Yes, I thought GerhardRP's pursuit was admirable and worthwhile, too, but then a couple of people here went ballistic over the data I provided - one has even personally attacked me in another post - so now I'm not so sure.


----------



## GerhardRP (Nov 17, 2009)

Tesseract said:


> Yes, I thought GerhardRP's pursuit was admirable and worthwhile, too, but then a couple of people here went ballistic over the data I provided - one has even personally attacked me in another post - so now I'm not so sure.


I am baffled by the response too... I'm trying to stay with science and engineering... the only flames should be from burning rubber at the drag strip.
PS. Thanks


----------



## Plamenator (Mar 6, 2009)

Bowser330 said:


> +1000000
> 
> 
> I want to see a 13" Kostov @ 300V with a 1000A controller


 
Have you seen the upgraded 13"?
http://kostov-motors.com/files/productattachments/368d71ead58e43d575e4cd3581254a93_G01A1220.pdf

I will upload curves for it by the end of the month.
Only up to 500A+220V though. We actually blew the generator motor with the prototype - the dyno motor was simply not up to the task I guess  and it will take some time to rebuild it with the new high rpm collector.

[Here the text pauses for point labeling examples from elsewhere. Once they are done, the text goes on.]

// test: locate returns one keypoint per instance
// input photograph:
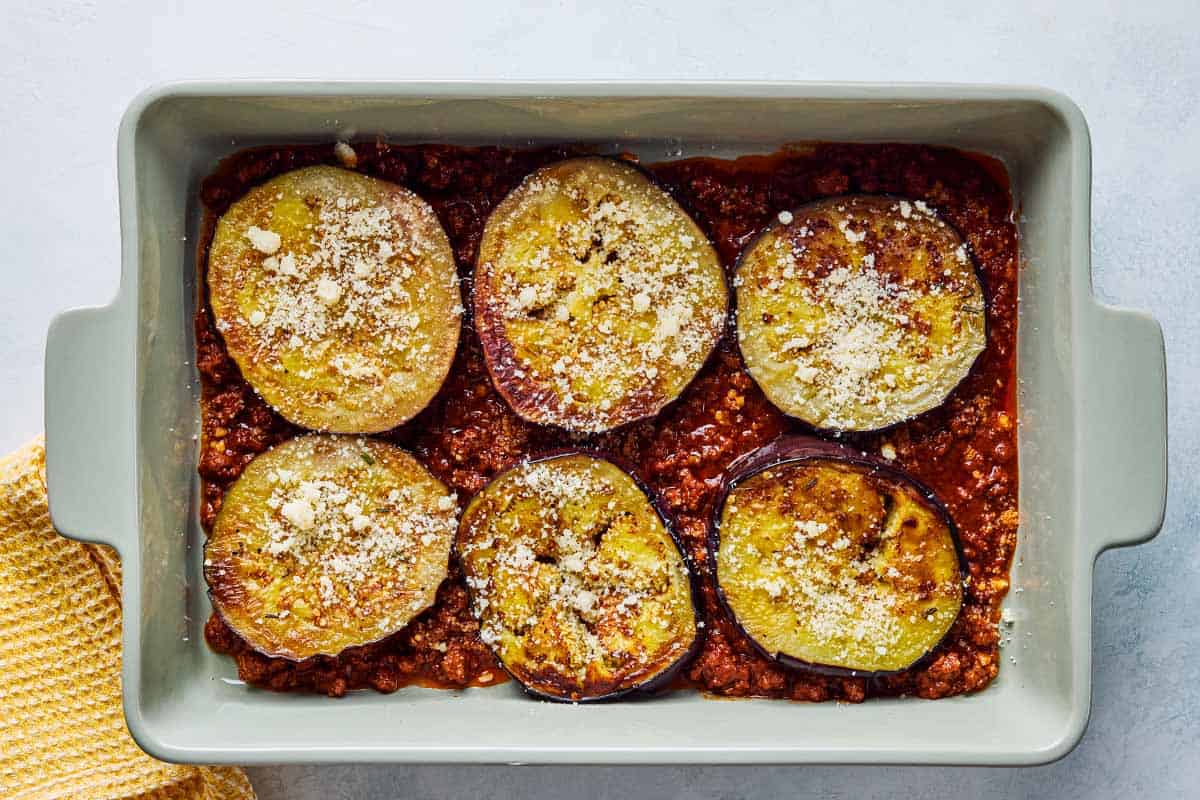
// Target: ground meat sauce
(965, 450)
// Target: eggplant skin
(859, 312)
(834, 561)
(597, 298)
(337, 296)
(328, 542)
(577, 582)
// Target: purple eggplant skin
(517, 395)
(659, 683)
(799, 211)
(787, 449)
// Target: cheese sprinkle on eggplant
(328, 542)
(579, 585)
(597, 296)
(337, 295)
(837, 564)
(859, 312)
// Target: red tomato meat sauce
(965, 450)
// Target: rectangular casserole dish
(123, 419)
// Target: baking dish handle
(89, 427)
(1123, 439)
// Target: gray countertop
(69, 68)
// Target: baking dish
(123, 416)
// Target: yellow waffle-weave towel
(61, 728)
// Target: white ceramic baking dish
(121, 414)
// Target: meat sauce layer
(965, 450)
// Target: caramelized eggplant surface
(328, 542)
(597, 298)
(829, 560)
(859, 312)
(337, 296)
(580, 588)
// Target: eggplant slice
(337, 295)
(829, 560)
(859, 312)
(597, 298)
(328, 542)
(579, 585)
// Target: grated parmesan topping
(341, 302)
(847, 340)
(354, 277)
(340, 533)
(622, 299)
(864, 319)
(583, 588)
(845, 596)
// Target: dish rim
(72, 513)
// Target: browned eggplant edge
(797, 211)
(658, 683)
(792, 449)
(517, 397)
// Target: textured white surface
(69, 70)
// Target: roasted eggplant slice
(858, 312)
(337, 296)
(597, 296)
(328, 542)
(577, 583)
(831, 560)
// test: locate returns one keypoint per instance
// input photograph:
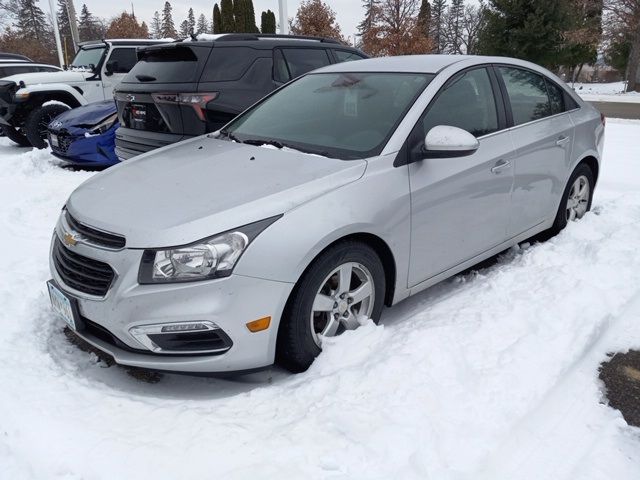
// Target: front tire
(343, 286)
(38, 122)
(577, 197)
(16, 135)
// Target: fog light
(184, 327)
(259, 325)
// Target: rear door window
(346, 56)
(123, 59)
(527, 94)
(227, 64)
(175, 64)
(303, 60)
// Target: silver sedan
(346, 190)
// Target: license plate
(61, 305)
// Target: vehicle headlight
(105, 124)
(212, 257)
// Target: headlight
(105, 124)
(212, 257)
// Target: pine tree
(168, 27)
(216, 26)
(202, 25)
(156, 25)
(529, 30)
(436, 33)
(268, 22)
(88, 26)
(32, 22)
(424, 17)
(239, 16)
(191, 22)
(228, 22)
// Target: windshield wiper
(259, 143)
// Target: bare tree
(396, 30)
(625, 15)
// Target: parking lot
(492, 371)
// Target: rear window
(227, 64)
(180, 64)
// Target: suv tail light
(197, 100)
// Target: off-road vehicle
(187, 88)
(29, 101)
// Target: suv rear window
(226, 64)
(179, 64)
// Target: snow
(489, 375)
(606, 92)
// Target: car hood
(85, 116)
(201, 187)
(35, 78)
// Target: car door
(117, 65)
(543, 138)
(460, 206)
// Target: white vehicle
(29, 101)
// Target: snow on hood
(36, 78)
(200, 187)
(86, 115)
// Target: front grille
(81, 273)
(94, 236)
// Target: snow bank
(488, 375)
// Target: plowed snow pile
(489, 375)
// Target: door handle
(501, 165)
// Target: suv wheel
(343, 286)
(16, 135)
(38, 121)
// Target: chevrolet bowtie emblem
(70, 239)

Reliability of provided motor data is quite important for us though.
To say the least, it makes for a nasty marketing dilemma...


----------



## GerhardRP (Nov 17, 2009)

Plamenator said:


> Have you seen the upgraded 13"?
> http://kostov-motors.com/files/productattachments/368d71ead58e43d575e4cd3581254a93_G01A1220.pdf
> 
> I will upload curves for it by the end of the month.
> ...


Do you have the performance curves in tabular form.. 9- inch first.. I get cross-eyed picking points from a graph.
BTW what does the expression "U=144-5.3/In**I" mean on the 11" 144V Kostov curve?
http://kostov-motors.com/files/productattachments/4777daf364d61560a2b7091ec822ae63_S144F05.pdf
Gerhard
PS some of the PDFs are behind the wrong links on the index page.


----------



## Plamenator (Mar 6, 2009)

"144-5.3/ln I" is the formula for calculating voltage sag at the different amp draws. I.e. when you draw 280 assumed votage is 139V, but when you draw 500A voltage will be less than 139V and for the purpose of the curve is calculated using the above expression.


----------



## Bowser330 (Jun 15, 2008)

Plamenator said:


> Have you seen the upgraded 13"?
> http://kostov-motors.com/files/productattachments/368d71ead58e43d575e4cd3581254a93_G01A1220.pdf
> 
> I will upload curves for it by the end of the month.
> ...


Indeed I have seen the motor schematics and am patiently waiting for the torque curve...


----------



## major (Apr 4, 2008)

Plamenator said:


> "144-5.3/ln I" is the formula for calculating voltage sag at the different amp draws. I.e. when you draw 280 assumed votage is 139V, but when you draw 500A voltage will be less than 139V and for the purpose of the curve is calculated using the above expression.


Hi Plamenator,

We are (or at least I am) used to seeing the motor terminal voltage expressed as a battery voltage represented by an open circuit voltage (Voc) minus a term representing the sag expressed as a resistance times the current (R * I). Hence, Vm = Voc - R * I. 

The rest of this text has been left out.